When I was a teenager, I wasn't really into cars. I did help my mother pick out a used car for my dad when I was around 14. I was astounded that my mother would pick a 1967 Mustang. It was very basic: 6 cylinders, 3 speed manual transmission, but still fun to drive. Heck, anything was fun to drive. But then I went off to college and grad school, and there was no money and little opportunity to drive. When I finished grad school I purchased a variety of vehicles, used and then new, but all basic transportation vehicles: '71 Plymouth Valiant, '78 Toyota pick-up, '81 Escort station wagon, '84 Dodge van.
At that point, economics no longer dictated the most basic choice, but I still preferred driving manual transmission. Here in New England, there's enough snow where careful use of the clutch will keep you from spinning the tires, and if you stay out of the Boston traffic jams, shifting is fun, not a chore. In 1987 I bought one of the few Ford Taurus with a manual transmission, the MT-5. In many ways this car is the precursor to the Taurus SHO: (optional) leather seats with power adjustments, cornering lamps, premium sound system (but not up to audiophile standards), but definitely not in the engine department which was only offered in a 2.5L four cylinder engine. Still, it was a comfortable and reliable if not speedy car.
Fast forward to 1996: my Taurus was at the nine year old mark and starting to show its age. My oldest son was approaching driving age and in a year I would be looking at too many years of paying college tuitions. Time to get something new. One of my co-workers had purchased a Taurus SHO a couple years after I bought my Taurus. I rode in it a lot when we went to lunch together, but hadn't driven it myself. The SHO looks like a Taurus on the outside but has a real engine on the inside: a 3.0 Liter engine made for Ford by Yamaha that looks like it came out of a Formula 1 car. The trouble was that in 1996, when Ford redesigned the Taurus they dropped the manual transmission option. They still make SHO's, but the new SHO's are automatic transmission only. I ended up just a little too late to find a new 1995 Taurus SHO at a dealer, but found a used 1994 SHO 5-speed that had been owned by an enthusiast (maybe fanatic is a better word) who had taken good care of the car.

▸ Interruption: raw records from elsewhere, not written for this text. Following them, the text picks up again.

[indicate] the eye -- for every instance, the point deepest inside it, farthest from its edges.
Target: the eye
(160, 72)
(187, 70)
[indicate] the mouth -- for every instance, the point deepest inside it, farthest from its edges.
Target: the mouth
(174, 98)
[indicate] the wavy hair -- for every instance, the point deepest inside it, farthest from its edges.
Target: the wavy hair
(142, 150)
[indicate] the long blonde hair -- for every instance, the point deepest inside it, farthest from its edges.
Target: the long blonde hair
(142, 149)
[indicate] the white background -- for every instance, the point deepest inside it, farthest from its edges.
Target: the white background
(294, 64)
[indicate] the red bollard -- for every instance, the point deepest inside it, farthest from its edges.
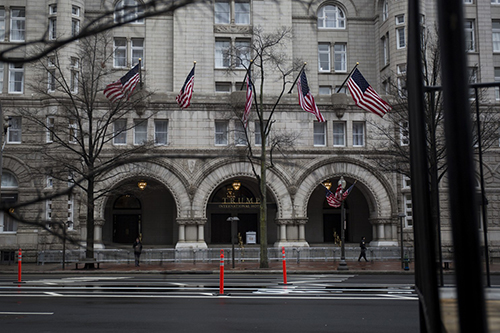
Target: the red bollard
(284, 265)
(221, 277)
(19, 265)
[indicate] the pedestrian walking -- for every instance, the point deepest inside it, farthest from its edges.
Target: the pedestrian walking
(137, 251)
(362, 245)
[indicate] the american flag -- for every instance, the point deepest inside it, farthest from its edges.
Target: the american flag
(184, 97)
(123, 87)
(248, 102)
(348, 191)
(334, 200)
(306, 100)
(365, 96)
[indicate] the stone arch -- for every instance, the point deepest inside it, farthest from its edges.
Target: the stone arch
(167, 176)
(377, 190)
(19, 169)
(240, 169)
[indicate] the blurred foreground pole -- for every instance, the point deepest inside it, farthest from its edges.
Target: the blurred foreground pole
(458, 133)
(425, 247)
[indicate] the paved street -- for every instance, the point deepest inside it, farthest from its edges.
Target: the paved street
(183, 297)
(186, 303)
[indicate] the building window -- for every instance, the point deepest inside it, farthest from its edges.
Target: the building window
(237, 12)
(120, 53)
(51, 73)
(406, 182)
(385, 49)
(129, 11)
(331, 17)
(240, 137)
(137, 51)
(223, 87)
(319, 134)
(75, 27)
(17, 25)
(2, 24)
(400, 19)
(497, 79)
(385, 10)
(140, 131)
(222, 57)
(324, 57)
(401, 72)
(50, 123)
(52, 28)
(472, 72)
(221, 132)
(16, 78)
(325, 90)
(470, 44)
(14, 130)
(495, 30)
(222, 11)
(400, 38)
(73, 131)
(408, 211)
(48, 212)
(70, 211)
(340, 57)
(120, 132)
(161, 131)
(258, 137)
(242, 53)
(338, 134)
(75, 65)
(358, 134)
(404, 133)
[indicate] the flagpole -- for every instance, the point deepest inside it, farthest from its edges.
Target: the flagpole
(296, 79)
(348, 76)
(140, 73)
(246, 74)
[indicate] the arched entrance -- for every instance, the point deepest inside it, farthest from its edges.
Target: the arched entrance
(149, 211)
(237, 198)
(127, 212)
(324, 222)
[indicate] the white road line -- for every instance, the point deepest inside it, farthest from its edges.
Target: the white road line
(50, 293)
(247, 297)
(28, 313)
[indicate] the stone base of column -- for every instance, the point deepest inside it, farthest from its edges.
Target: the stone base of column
(291, 244)
(191, 245)
(383, 243)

As a bonus, I had saved enough by buying a used car instead of a new one to indulge in some advanced adolescent behavior and bought a 1966 Mustang. Like many people buying their first vintage car, I probably spent a little too much for it, but it's a convertible, looks nice and was restored by someone else about 5 years ago. It's also just a 6 cylinder with an automatic transmission, but still fun to drive.

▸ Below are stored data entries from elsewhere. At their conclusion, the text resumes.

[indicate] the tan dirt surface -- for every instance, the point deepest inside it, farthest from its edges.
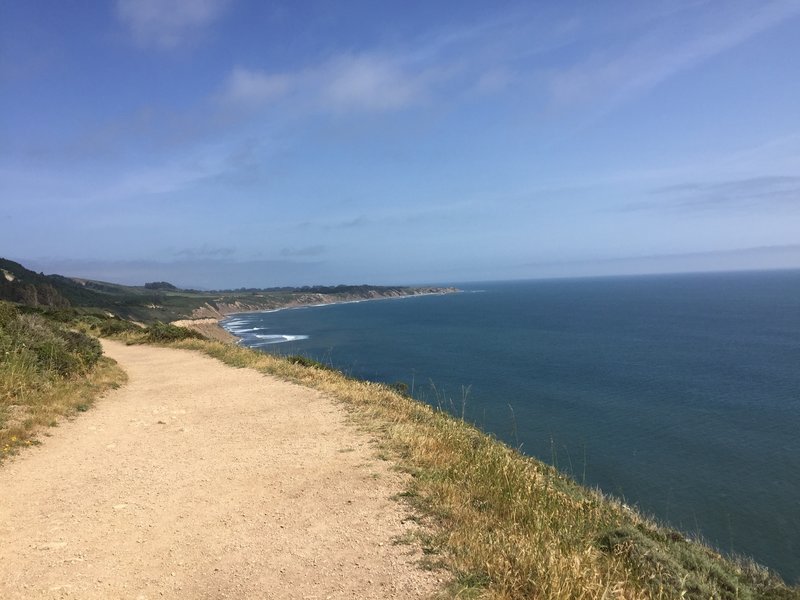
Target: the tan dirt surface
(198, 480)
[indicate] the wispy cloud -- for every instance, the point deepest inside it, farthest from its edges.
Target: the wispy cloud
(253, 88)
(346, 82)
(761, 193)
(168, 23)
(304, 251)
(612, 76)
(206, 251)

Although the car was restored back in 1990, there doesn't seem to be any shortage of things that need to be done. A lot of the sheet metal was replaced, including floor pans, fenders and quarter panels, but the doors, deck lid and hood are original. Someone did a nice job of welding pieces like the floor pans in, but some of the other assembly work under the hood was not done as carefully. We've had some of this fixed, and replaced other things like hoses, alternator wiring harness, spark plug wires, fuel lines and vacuum lines ourselves. The engine block was painted, but not rebuilt, and the paint is starting to peel in places. And the inner fenders and firewall weren't cleaned up too well. We haven't decided whether to the current motor rebuilt and detailed, get a blueprinted 6 cylinder motor from someone like Clifford Performance, or to look for another car with a V8 and a better restoration.
We do take the car to local Mustang shows where we have never failed to receive a dash plaque for participation, and once got a plaque for second place, 1966 and earlier Mustang convertibles. While the car doesn't look thirty years old, it does look five years old (at least), and does get driven regularly in the summer, although my wife still uses the van more for her nursery business and doesn't haul plants around in the Mustang.